Pari opportunità (oncologiche)

Per rendere omaggio alle imprenditrici Mariella e Patrizia Verduci dell’omonima casa editrice “scientifica”, con l’aiuto di Elisabeth Bik e di Tiger BB8, l’infaticabile Smut Clyde recensisce articoli che medici cinesi hanno comprato su European Review for Medical & Pharmacological Science.

Avevo già accennato al tumore alla prostata equamente condiviso da pazienti di ambo i sessi, e Smut Clyde scriveva in un commento che in Cina, avviene anche per il tumore al seno. Credevo d’aver fatto il pieno.
Oggi apprendo che in Cina gli uomini hanno le ovaie…

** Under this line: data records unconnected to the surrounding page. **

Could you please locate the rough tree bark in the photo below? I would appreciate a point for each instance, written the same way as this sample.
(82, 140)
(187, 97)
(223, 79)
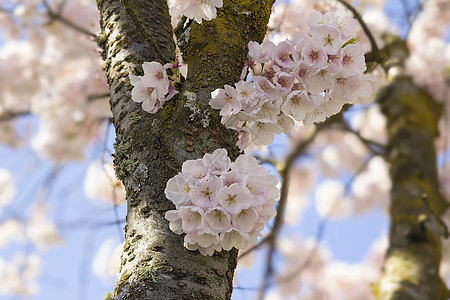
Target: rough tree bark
(150, 149)
(411, 268)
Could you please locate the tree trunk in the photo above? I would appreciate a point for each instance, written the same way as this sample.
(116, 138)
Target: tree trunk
(150, 149)
(411, 268)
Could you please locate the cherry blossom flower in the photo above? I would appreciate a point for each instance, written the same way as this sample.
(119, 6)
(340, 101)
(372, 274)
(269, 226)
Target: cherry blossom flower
(224, 209)
(225, 100)
(153, 88)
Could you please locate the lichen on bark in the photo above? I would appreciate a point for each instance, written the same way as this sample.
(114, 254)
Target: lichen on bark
(411, 267)
(150, 149)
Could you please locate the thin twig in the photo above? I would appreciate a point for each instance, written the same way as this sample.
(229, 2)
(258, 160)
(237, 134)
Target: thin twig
(363, 25)
(8, 116)
(322, 226)
(57, 16)
(284, 173)
(98, 96)
(375, 147)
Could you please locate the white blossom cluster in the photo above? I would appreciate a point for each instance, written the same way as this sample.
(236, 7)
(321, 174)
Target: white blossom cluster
(154, 87)
(220, 204)
(304, 79)
(197, 9)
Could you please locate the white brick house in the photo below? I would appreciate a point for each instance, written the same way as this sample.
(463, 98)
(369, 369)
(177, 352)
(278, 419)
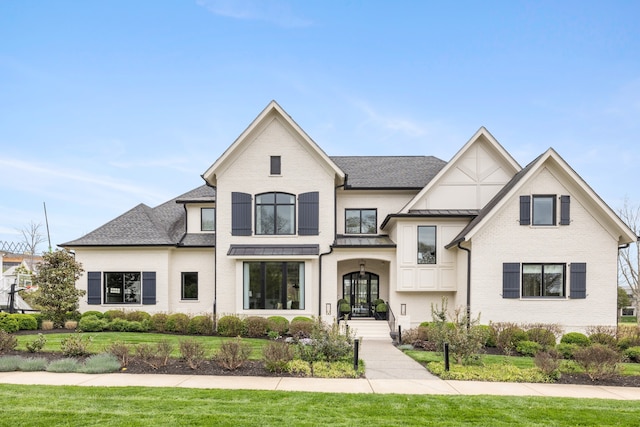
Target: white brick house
(282, 228)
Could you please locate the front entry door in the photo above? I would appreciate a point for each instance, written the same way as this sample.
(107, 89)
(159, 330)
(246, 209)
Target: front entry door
(360, 290)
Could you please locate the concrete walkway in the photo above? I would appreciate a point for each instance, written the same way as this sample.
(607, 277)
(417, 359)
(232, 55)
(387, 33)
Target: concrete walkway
(380, 386)
(383, 361)
(388, 370)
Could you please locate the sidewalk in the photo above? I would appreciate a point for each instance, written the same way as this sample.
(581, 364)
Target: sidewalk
(378, 386)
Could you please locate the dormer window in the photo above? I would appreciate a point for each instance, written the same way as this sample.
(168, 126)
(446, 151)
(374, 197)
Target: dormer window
(275, 165)
(208, 219)
(361, 221)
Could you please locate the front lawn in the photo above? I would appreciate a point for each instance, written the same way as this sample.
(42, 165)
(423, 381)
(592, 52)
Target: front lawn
(500, 368)
(139, 406)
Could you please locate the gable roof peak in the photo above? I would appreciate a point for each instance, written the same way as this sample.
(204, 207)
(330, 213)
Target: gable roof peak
(272, 109)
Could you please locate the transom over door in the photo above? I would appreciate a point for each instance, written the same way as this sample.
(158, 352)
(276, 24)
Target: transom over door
(360, 290)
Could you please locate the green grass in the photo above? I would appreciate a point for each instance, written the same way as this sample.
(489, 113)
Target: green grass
(101, 340)
(522, 363)
(139, 406)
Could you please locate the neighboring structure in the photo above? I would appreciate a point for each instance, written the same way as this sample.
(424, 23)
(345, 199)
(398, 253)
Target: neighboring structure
(282, 228)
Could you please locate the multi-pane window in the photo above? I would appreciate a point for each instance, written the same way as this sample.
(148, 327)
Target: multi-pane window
(189, 285)
(543, 280)
(273, 285)
(275, 164)
(361, 221)
(208, 219)
(122, 288)
(427, 244)
(544, 210)
(275, 213)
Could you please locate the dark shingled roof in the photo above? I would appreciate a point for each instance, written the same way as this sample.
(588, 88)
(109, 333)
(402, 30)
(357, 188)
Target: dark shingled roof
(163, 225)
(363, 242)
(279, 250)
(410, 172)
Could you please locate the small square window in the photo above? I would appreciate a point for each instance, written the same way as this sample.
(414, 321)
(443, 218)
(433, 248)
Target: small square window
(544, 210)
(275, 165)
(208, 219)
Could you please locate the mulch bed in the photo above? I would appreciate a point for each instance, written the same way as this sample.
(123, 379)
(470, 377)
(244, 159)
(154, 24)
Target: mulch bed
(256, 368)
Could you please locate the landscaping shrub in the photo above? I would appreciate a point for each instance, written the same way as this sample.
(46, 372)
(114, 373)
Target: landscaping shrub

Ma vale la pena sparare sull’ambula ERMPS? si chiede Smut C. Basata sul profitto e insieme altruista (i due direttori responsabili e parecchi redattori sono dell’Università cattolica del Sacro Cuore dopotutto…), consente ai clinici cinesi di raggiungere il tot di “pubblicazioni su una rivista internazionale” necessario alla carriera.
Le leggono solo i nettascienza che imperversano su PubPeer, ma

  • Mirabile dictu, quelle pubblicazioni saltano fuori nelle consultazioni della letteratura (sono indicizzate su PubMed), e sono in effetti citate in rassegne e sintesi sistematiche, elevate in tal modo dal campo periferico e parassitario della ricerca fantasy a quello… della scienza sperimentale. Sono poi copia-incollate da autori pigri da una bibliografia all’altra, accumulando così la credibilità di decine e perfino centinaia di citazioni. 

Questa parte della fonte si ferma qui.